One resides within the fracture of two selves: the Me and the I. It is one’s responsibility to eventually choose where one will call home. The choice is inescapable, for even if a choice is not made, that is a choice in itself. Therefore, one would be better off making a proactive choice than passively accepting the conditions inherited by birth.


Me is a construct of the world (the self, the ego) formed through environment, culture, and society through the engagement of comparison, competition, and expectation. It inhabits the shallowest layer of one’s being (Me), where others’ judgment and opinions govern self-perception birthing internal friction. Therefore, inner friction is not by happenstance; it is a consequences of the formation of Me. The Me is necessary but not sufficient.

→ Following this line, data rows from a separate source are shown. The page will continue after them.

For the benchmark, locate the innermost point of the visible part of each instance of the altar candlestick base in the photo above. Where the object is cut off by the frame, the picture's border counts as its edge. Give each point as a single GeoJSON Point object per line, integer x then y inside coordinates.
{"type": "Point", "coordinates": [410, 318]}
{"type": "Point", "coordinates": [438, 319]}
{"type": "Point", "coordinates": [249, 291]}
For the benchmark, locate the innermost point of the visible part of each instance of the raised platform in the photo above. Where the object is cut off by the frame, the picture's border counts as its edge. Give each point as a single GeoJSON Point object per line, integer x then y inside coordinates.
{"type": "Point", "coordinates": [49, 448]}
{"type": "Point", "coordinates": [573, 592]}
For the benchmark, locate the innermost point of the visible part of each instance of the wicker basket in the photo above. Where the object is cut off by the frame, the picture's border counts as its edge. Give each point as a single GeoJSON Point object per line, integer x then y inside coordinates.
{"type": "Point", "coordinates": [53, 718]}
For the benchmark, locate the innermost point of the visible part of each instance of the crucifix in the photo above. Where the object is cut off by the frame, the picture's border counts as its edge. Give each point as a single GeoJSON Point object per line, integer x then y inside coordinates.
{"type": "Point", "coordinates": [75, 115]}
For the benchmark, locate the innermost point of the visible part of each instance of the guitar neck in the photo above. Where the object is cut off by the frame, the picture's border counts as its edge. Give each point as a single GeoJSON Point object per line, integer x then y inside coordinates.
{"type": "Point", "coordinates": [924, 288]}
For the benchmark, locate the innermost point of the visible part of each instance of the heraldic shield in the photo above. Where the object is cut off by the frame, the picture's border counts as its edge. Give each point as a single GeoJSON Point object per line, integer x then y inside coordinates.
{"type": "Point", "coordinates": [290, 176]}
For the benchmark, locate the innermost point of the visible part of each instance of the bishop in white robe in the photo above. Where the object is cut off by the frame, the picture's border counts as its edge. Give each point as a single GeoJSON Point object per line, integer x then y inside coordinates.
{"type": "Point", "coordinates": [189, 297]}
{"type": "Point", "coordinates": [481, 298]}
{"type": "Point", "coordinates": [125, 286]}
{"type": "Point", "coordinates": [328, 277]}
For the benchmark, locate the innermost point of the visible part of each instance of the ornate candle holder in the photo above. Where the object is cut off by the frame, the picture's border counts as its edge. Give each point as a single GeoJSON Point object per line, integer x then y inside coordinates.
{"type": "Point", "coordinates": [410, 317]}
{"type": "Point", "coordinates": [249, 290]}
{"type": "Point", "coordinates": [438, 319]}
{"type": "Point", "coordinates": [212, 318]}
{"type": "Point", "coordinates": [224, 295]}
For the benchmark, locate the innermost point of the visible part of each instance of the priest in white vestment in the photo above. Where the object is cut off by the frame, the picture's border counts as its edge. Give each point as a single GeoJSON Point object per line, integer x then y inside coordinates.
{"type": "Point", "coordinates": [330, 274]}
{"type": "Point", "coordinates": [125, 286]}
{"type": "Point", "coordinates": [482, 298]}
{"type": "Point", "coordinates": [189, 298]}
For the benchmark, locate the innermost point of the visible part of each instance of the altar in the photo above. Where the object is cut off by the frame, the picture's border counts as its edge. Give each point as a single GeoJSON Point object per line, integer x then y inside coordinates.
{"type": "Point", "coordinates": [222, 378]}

I, by contrast, resides within the deepest recess of one’s core. It is not a construct of the world, but in direct link to one’s truth. The I is in the world but not of it — flowing from the deepest essence of one’s being onto the world. It is the inner source upon which Me is built, the part that remains constant and true even as the identities of Me go through countless phases.


From is where the current state of Me is located: it is the starting point of one’s spiritual journey. To is the destination. It is the movement toward the I: a return to what is deeper and innate.
The journey starts outward From the Me, but the sail is set inward To the I.


Dissolution does not imply the destruction of the worldly self, but rather the relinquishing of it. This relinquishment is the liberation of one’s soul from the confines of the worldly self, and the restoration of one’s true-self.
This movement requires choice and effort: choices that we are often unaware we can make, and efforts we are unwilling to undertake in order to reach the truth: the “I” within.